Con esta trayectoria, no dejaría de llamar la atención por lo tanto su visita de estos días a Estados Unidos y su prolongada conversación con el presidente Barack Obama:  una hora y cuarenta minutos en la Sala Oval de la Casa Blanca, ambos sentados junto a sus traductoras, mientras que de pie –imagino que agotados–  los acompañantes de ambos miraban la conversación:  por la parte estadounidense, el vicepresidente Joe Biden, el secretario de Estado John Kerry y la consejera de Seguridad Nacional Susan Rice, entre otros.

En el encuentro, y ante la prensa, Mujica hizo gala de su peculiar forma de comunicarse, abundante en giros populares, en salidas inesperadas y, sobre todo, en expresiones de una franqueza también inhabitual, aunque siempre con el cuidado y los matices de un político avezado.

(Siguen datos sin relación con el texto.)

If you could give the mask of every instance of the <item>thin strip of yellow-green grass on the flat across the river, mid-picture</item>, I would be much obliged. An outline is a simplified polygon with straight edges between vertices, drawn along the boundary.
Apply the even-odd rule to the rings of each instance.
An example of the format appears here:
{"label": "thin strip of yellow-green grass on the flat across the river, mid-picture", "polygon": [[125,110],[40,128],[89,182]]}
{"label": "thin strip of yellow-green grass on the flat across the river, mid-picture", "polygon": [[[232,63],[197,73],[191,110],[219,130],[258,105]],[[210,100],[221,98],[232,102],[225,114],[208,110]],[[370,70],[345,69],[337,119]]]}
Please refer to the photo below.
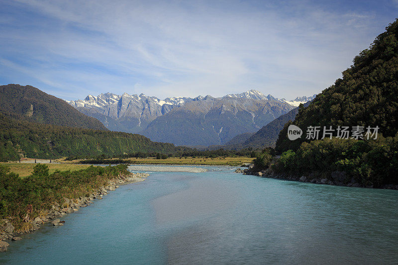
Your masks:
{"label": "thin strip of yellow-green grass on the flat across the river, mid-picture", "polygon": [[[204,157],[171,157],[167,159],[156,158],[127,158],[123,159],[131,161],[131,164],[164,164],[164,165],[226,165],[226,166],[240,166],[243,163],[251,163],[253,158],[249,157],[218,157],[218,158],[204,158]],[[69,163],[79,163],[79,160],[69,161]]]}

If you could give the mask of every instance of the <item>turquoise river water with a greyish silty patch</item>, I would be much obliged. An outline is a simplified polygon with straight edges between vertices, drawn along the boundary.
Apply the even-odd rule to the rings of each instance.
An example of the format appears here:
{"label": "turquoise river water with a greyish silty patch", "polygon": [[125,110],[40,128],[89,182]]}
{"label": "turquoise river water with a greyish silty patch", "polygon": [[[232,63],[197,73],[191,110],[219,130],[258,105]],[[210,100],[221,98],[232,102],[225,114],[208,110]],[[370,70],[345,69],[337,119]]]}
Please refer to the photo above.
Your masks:
{"label": "turquoise river water with a greyish silty patch", "polygon": [[0,253],[4,264],[396,264],[398,191],[233,173],[150,173],[65,225]]}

Los medios han referido abundantemente sus declaraciones. En algunos casos han intentado maquillar su lenguaje. Vale la pena reproducir algunos temas principales y sus comentarios:

–Mujica reiteró a Obama su ofrecimiento a recibir varios presos de la Base Naval de Guantánamo y ayudar así a su clausura: “Cuando hay un presidente al cual le dimos palo y lo hemos criticado por esto y por lo otro, y lo vamos a seguir criticando, y quiere terminar con esa vergüenza, lo mínimo es tratar de ayudar en una situación difícil”.

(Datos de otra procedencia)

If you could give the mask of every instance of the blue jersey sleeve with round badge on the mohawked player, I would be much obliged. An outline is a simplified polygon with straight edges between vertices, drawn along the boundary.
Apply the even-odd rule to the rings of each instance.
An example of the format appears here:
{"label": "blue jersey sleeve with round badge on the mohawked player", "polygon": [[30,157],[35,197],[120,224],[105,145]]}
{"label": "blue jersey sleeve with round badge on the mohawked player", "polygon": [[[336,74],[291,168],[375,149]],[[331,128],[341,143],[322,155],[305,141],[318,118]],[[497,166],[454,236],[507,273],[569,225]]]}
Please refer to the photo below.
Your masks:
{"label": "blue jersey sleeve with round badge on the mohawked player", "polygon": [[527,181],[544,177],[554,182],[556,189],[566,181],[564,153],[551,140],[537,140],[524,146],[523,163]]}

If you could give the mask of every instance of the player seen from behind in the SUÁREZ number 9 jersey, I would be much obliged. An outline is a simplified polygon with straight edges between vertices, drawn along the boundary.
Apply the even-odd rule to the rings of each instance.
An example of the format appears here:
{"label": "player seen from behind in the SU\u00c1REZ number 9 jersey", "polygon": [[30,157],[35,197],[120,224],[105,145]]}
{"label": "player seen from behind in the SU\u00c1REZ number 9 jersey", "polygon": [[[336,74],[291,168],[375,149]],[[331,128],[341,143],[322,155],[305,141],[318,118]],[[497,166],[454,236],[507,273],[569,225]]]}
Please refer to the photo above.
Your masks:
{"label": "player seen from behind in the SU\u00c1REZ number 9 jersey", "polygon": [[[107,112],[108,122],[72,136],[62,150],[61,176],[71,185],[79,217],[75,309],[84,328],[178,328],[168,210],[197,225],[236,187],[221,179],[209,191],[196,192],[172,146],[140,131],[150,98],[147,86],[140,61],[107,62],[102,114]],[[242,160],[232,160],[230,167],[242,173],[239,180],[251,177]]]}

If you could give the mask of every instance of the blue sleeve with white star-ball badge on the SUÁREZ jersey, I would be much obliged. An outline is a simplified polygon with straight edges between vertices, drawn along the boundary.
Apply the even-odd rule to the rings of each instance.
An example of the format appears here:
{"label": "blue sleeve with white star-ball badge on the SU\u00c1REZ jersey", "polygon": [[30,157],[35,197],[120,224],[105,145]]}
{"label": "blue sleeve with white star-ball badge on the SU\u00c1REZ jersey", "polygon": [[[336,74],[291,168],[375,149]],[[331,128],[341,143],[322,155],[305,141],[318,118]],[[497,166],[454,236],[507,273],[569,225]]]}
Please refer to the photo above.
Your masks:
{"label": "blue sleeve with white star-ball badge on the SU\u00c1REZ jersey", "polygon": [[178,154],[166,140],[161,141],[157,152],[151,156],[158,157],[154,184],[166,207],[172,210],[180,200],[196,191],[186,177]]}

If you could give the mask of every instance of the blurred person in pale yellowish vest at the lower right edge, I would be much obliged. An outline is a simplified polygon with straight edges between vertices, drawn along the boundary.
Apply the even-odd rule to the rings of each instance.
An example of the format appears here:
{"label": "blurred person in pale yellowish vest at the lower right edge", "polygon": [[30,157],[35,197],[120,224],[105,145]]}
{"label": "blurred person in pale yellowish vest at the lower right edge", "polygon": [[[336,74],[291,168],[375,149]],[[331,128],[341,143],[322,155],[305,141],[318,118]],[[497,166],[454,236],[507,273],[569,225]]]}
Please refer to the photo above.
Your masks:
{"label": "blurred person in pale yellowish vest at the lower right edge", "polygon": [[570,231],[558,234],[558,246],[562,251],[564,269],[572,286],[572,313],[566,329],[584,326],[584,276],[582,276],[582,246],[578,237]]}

— Barack Obama lo calificó de líder continental de los derechos humanos. Mujica habló sobre este recurrido tema.  Aludiendo a la cárcel en la Base Naval de Guantánamo, dijo: “Nos parece que está en el orden de los cacareados derechos humanos de los que todo el mundo habla, pero hay que poner la carne en la parrilla y hablar menos de los derechos humanos y respetarlos más”.

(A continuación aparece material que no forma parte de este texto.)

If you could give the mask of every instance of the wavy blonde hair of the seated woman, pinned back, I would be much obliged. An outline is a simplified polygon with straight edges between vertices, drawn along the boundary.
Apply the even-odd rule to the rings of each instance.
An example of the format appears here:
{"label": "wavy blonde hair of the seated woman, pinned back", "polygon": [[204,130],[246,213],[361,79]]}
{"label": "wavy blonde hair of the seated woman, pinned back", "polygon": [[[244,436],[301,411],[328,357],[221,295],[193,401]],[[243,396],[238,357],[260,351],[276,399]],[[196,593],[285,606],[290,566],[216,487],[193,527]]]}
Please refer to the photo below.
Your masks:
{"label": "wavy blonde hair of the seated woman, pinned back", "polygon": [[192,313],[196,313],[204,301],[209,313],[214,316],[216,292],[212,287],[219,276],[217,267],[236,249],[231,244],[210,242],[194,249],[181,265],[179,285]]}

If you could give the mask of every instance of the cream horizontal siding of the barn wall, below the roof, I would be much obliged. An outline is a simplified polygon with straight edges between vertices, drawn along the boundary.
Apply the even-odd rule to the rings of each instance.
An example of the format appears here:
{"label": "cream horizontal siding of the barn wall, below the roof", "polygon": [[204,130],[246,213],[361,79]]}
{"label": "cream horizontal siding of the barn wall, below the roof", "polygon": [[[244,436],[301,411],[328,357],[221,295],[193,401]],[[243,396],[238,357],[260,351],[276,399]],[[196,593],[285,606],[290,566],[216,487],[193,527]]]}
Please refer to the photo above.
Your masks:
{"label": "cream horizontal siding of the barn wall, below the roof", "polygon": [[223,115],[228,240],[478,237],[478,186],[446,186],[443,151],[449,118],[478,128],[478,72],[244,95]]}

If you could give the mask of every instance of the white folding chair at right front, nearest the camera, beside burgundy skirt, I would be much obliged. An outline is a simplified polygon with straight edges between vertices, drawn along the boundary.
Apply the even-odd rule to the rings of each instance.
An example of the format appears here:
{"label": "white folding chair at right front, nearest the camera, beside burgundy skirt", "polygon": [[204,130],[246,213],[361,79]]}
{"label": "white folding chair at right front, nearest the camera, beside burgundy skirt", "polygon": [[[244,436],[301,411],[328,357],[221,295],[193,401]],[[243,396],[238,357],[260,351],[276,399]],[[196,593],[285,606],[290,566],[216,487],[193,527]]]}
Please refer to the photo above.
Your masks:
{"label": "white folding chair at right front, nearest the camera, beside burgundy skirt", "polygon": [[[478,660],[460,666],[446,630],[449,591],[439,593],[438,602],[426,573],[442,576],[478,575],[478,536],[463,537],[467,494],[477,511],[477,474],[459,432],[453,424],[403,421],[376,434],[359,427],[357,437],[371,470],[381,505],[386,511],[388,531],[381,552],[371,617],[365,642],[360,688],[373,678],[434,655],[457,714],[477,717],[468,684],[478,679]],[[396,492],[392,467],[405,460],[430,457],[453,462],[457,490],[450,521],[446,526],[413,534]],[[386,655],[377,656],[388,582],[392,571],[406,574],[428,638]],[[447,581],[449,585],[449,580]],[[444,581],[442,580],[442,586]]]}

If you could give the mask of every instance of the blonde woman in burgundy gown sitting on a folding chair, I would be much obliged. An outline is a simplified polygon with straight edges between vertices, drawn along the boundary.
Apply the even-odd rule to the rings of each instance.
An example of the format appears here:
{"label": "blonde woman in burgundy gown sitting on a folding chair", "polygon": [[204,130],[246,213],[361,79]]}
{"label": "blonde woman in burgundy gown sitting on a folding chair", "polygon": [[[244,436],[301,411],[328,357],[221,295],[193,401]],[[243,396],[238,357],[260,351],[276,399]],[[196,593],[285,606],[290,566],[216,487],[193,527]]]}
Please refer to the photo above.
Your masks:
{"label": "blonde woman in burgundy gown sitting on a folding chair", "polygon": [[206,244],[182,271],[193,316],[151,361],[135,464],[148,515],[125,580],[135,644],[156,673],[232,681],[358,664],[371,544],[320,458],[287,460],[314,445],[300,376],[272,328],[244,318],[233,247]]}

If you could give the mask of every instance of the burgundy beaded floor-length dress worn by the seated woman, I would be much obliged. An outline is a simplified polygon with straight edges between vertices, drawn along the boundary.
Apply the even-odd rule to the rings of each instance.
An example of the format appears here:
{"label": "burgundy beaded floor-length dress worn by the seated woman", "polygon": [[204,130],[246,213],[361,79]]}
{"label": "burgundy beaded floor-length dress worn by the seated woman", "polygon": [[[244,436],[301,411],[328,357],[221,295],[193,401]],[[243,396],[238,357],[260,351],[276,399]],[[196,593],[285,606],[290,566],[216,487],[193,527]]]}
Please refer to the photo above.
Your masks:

–Pidió ayuda en la reclamación de la tabacalera Philip Morris por obligarla a poner en las cajas de cigarrillos grandes anuncios contra el hábito de fumar: “Soy un viejo fumador, pero en el mundo mueren 8 millones de personas. Estamos en una pelea dura y durísima en la batalla por la vida y nadie tiene que hacerse el distraído”.

–No podía dejar de abordar el tema de la política de Estados Unidos hacia Cuba: “Habrá que trabajar mucho. Creo que este gobierno es el más maduro para mejorar las relaciones con Cuba. Pero hasta aquí llega lo que le puedo decir”.

–Y coincidiendo con su posición pública hacia la injusta prisión en cárceles estadounidenses de tres de los cinco cubanos luchadores antiterroristas, dijo: “…no tenemos empacho en decir que le pedimos por favor al gobierno norteamericano que haga lo posible porque esos prisioneros cubanos que hace muchos años, muchos años, que están allá… se busque la manera de liberarlos”.

Sin embargo, pese a su proverbial franqueza, probablemente haya sido más relevante lo que no dijo Mujica, que lo que reveló: “Hubo unas cuantas cosas en la viña del Señor pero, si son privadas, no las voy a comentar”.